[Date Prev][Date Next][Thread Prev][Thread Next][Date Index][Thread Index]
bug#34316: sed misbehavior on BRE's
From: |
Lange, Markus |
Subject: |
bug#34316: sed misbehavior on BRE's |
Date: |
Mon, 4 Feb 2019 13:42:52 +0000 |
Hi,
I'm currently migrating processes from an old SuSE 9 Linux to an new
CentOS 7 Linux and observed some unexpected behavior changes on sed.
At first some information's about the systems:
old:~ # cat /etc/SuSE-release
SuSE Linux 9.0 (i586)
VERSION = 9.0
old:~ # uname -a
Linux biblix 2.4.21-303-smp4G #1 SMP Tue Dec 6 12:33:10 UTC 2005 i686
i686 i386 GNU/Linux
old:~ # sed --version
GNU sed version 4.0.6
...
new:~ #cat /etc/os-release
NAME="CentOS Linux"
VERSION="7 (Core)"
ID="centos"
ID_LIKE="rhel fedora"
VERSION_ID="7"
PRETTY_NAME="CentOS Linux 7 (Core)"
ANSI_COLOR="0;31"
CPE_NAME="cpe:/o:centos:centos:7"
HOME_URL="https://www.centos.org/"
BUG_REPORT_URL="https://bugs.centos.org/"

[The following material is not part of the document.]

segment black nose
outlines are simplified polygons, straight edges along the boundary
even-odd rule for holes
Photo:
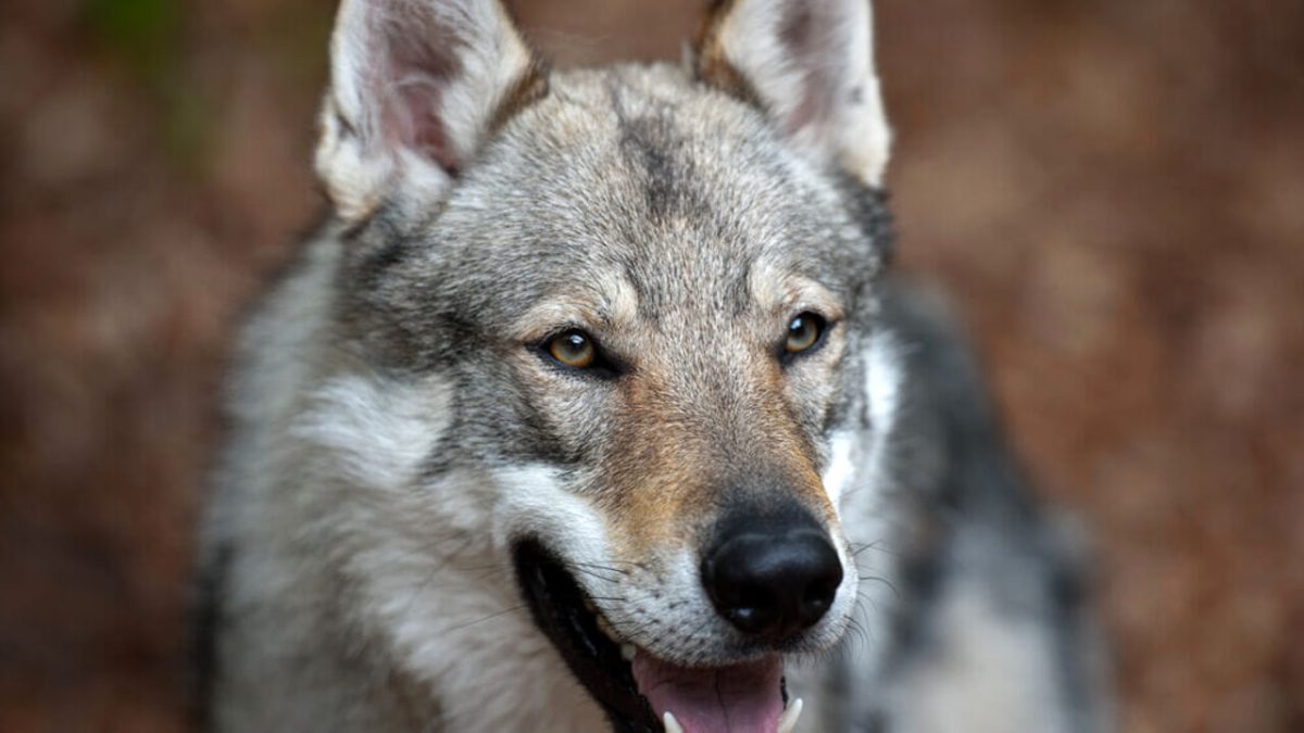
[[[734,520],[705,554],[702,583],[738,630],[778,640],[824,617],[842,583],[842,562],[814,520]]]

CENTOS_MANTISBT_PROJECT="CentOS-7"
CENTOS_MANTISBT_PROJECT_VERSION="7"
REDHAT_SUPPORT_PRODUCT="centos"
REDHAT_SUPPORT_PRODUCT_VERSION="7"
new:~ # uname -a
Linux userWS0.dnb.de 3.10.0-862.11.6.el7.x86_64 #1 SMP Tue Aug 14
21:49:04 UTC 2018 x86_64 x86_64 x86_64 GNU/Linux
new:~ # sed --version
sed (GNU sed) 4.2.2
...
Now lets see how the behavior has changed, what I think is a bug:
old:~ # sed -n 's/^.*004K...\([0-
9xX]\{13\}\).*006V...\(.\{1,32\}\).*\(.020F.*\)021A.*$/\2 \1\3/p'
Fehlerpica.dat
138742c156c1445f8bdc3a7845548c00 9783507435339020F a19.04.03
18290030a02544e6a451538b0e44f9e2 9783507435377020F a19.04.03
4c7ff6d790b34470852434f5ee41200b 9783034312189020F a12.12.11
while the new system does not output anything using this expression.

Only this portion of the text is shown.